In the mundane operatics of the monumental genre scene “Dutchess County Border (Matriarchs of the 90’s Line)” the artist also gives us sparks of beer-infused social intimacy, ironic art student humor, and domestic adventure that animate both everyday experiences and watershed moments. A kind of counterpart, “Don’t Lose Your Lover” depicts a rapidly advancing forest fire cresting a foothill. A stampede of panicked woodland creatures like deer, owls, and foxes rushes away from it, across the pictorial space in the foreground. The back of the valley is obscured by night and thick smoke. In between, a car is parked and in the bright beam of its headlights, a young couple is making out like it’s the end of the world. It’s romantic and silly and pastoral and frightening; the overall effect is like an Outsider Thomas Cole, a cautionary homage.

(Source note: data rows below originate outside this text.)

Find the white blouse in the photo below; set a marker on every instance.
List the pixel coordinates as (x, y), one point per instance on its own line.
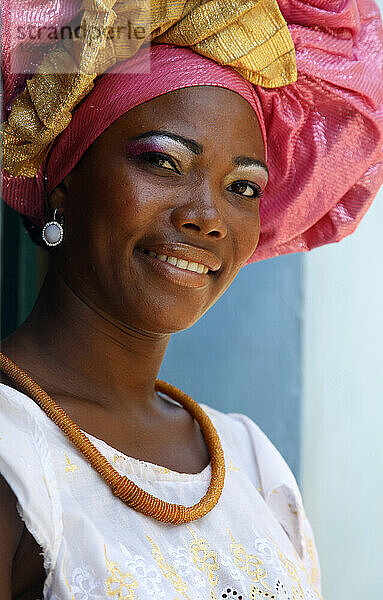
(256, 544)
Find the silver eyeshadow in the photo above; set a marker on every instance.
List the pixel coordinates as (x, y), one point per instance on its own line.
(183, 150)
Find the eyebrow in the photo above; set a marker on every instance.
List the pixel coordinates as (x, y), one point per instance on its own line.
(247, 161)
(196, 148)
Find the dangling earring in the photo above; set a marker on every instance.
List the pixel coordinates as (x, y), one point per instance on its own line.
(53, 231)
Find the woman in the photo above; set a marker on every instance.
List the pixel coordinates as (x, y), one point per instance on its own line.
(158, 189)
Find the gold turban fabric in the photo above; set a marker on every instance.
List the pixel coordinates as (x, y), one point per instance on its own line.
(251, 36)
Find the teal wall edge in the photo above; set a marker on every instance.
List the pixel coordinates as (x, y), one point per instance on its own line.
(244, 355)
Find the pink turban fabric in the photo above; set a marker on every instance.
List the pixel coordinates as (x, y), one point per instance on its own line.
(323, 133)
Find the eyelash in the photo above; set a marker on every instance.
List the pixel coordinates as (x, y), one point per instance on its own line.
(153, 158)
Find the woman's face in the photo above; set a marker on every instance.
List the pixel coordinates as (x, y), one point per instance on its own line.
(178, 176)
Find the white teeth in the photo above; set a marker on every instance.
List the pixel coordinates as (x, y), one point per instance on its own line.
(179, 262)
(192, 266)
(182, 264)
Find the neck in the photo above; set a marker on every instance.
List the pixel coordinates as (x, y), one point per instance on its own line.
(80, 351)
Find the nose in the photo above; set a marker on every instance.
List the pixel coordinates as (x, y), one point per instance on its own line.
(201, 215)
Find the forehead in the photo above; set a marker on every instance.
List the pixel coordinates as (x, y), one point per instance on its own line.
(209, 114)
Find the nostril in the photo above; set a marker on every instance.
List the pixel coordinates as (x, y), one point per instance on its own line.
(191, 226)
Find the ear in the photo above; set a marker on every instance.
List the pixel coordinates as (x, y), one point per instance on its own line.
(56, 199)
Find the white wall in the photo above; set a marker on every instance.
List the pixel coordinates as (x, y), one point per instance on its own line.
(342, 420)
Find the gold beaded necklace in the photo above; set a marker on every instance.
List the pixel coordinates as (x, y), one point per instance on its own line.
(127, 491)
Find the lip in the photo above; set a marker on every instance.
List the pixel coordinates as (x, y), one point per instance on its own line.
(189, 279)
(186, 252)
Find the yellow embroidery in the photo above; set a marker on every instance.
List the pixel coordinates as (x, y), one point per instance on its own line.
(249, 563)
(119, 585)
(204, 559)
(232, 467)
(257, 594)
(168, 571)
(162, 469)
(70, 468)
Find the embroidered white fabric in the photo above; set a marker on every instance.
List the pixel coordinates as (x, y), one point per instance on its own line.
(255, 544)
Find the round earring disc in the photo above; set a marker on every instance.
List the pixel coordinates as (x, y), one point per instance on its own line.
(52, 233)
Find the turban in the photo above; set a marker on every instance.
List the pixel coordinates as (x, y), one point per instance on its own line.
(319, 103)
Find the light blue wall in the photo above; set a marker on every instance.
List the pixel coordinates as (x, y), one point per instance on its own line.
(244, 354)
(342, 439)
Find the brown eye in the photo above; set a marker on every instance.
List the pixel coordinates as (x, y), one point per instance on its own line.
(245, 188)
(160, 160)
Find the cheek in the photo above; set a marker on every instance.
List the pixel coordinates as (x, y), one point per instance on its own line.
(247, 237)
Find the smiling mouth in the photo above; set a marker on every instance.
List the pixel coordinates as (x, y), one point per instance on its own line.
(180, 263)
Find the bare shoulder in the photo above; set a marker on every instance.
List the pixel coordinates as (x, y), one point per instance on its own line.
(11, 529)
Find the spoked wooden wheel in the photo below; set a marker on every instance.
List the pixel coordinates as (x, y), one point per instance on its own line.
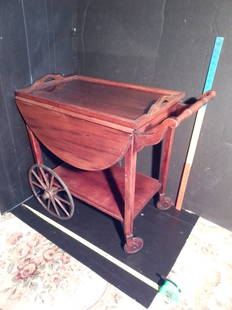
(51, 191)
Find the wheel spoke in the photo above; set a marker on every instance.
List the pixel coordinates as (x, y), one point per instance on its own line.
(55, 206)
(38, 179)
(49, 203)
(37, 184)
(62, 207)
(51, 182)
(63, 200)
(44, 176)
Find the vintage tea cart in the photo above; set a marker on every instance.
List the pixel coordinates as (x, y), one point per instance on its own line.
(90, 124)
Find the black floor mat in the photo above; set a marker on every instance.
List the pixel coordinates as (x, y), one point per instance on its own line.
(164, 234)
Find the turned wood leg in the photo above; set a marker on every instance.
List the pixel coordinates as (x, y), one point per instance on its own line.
(36, 150)
(133, 244)
(165, 202)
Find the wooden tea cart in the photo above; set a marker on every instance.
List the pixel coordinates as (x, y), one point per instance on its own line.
(90, 124)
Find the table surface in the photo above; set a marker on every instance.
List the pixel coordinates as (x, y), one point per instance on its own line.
(89, 94)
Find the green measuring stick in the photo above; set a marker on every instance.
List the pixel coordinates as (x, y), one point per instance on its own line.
(198, 122)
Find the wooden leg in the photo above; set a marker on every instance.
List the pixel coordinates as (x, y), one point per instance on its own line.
(35, 146)
(165, 202)
(133, 244)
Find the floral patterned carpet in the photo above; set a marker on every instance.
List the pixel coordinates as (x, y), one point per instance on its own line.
(36, 273)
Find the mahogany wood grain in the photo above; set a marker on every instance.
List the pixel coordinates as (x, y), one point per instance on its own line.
(91, 124)
(35, 146)
(105, 189)
(122, 104)
(78, 142)
(165, 158)
(130, 178)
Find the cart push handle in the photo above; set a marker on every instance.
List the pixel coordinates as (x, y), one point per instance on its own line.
(204, 98)
(155, 135)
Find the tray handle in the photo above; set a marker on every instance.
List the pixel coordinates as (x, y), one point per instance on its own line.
(187, 112)
(46, 78)
(154, 135)
(164, 100)
(43, 80)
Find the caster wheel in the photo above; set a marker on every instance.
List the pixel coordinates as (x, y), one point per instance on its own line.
(133, 245)
(164, 203)
(51, 192)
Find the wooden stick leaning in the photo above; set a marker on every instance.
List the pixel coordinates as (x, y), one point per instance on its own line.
(198, 123)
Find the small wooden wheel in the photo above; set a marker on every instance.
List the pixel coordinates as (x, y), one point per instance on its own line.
(51, 191)
(164, 203)
(133, 245)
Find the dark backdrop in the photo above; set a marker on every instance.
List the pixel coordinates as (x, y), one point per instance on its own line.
(168, 44)
(152, 42)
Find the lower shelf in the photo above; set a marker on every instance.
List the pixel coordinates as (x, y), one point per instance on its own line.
(104, 189)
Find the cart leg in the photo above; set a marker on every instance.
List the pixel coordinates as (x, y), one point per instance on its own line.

Nature itself plays a huge part in other works as well, both in the form of a veritable menagerie of wild and domestic animals, and as sweeping landscape settings, sometimes both. A lion and a lamb literally lie down together underneath a piano in the small work “In the Racquetball Room” and a rat sits atop a volume of spiritual verse in “And Joy Shall Be the Crown” — both seeming to acknowledge and poke fun at the role of religious overtones in society. A wary cat and dog watch their parent in bed in “Sarah 2” and animal spirits lurk beneath the surreal surface in “Darkness Is Not Dark (Light Shines As Day).”
Even with the one work in which American politics are addressed directly, “In the White House (perfectly demonic dynamism)” demonstrates an obscure ambivalence toward the subject. Is it the religion itself being critiqued as embodied by Trump, or is an indictment of Trump’s cynicism in hijacking and faking religious feeling for his career? On whose behalf would indignation rightfully be felt? That and related observations recur, albeit more gently, throughout the show, in which issues of spiritual and cultural tribalism take center stage in the narrative, but also in the style and aesthetic of the work itself. By addressing paradoxical questions in chimerical visual form, Dupuy-Spencer generates the same cognitive dimension in both style and substance. Her social explorations are as frank and brave and subversive as her relationship to art history. They ask all the right questions, but they don’t give you any easy answers.
Mier Gallery
7277 Santa Monica Blvd., West Hollywood.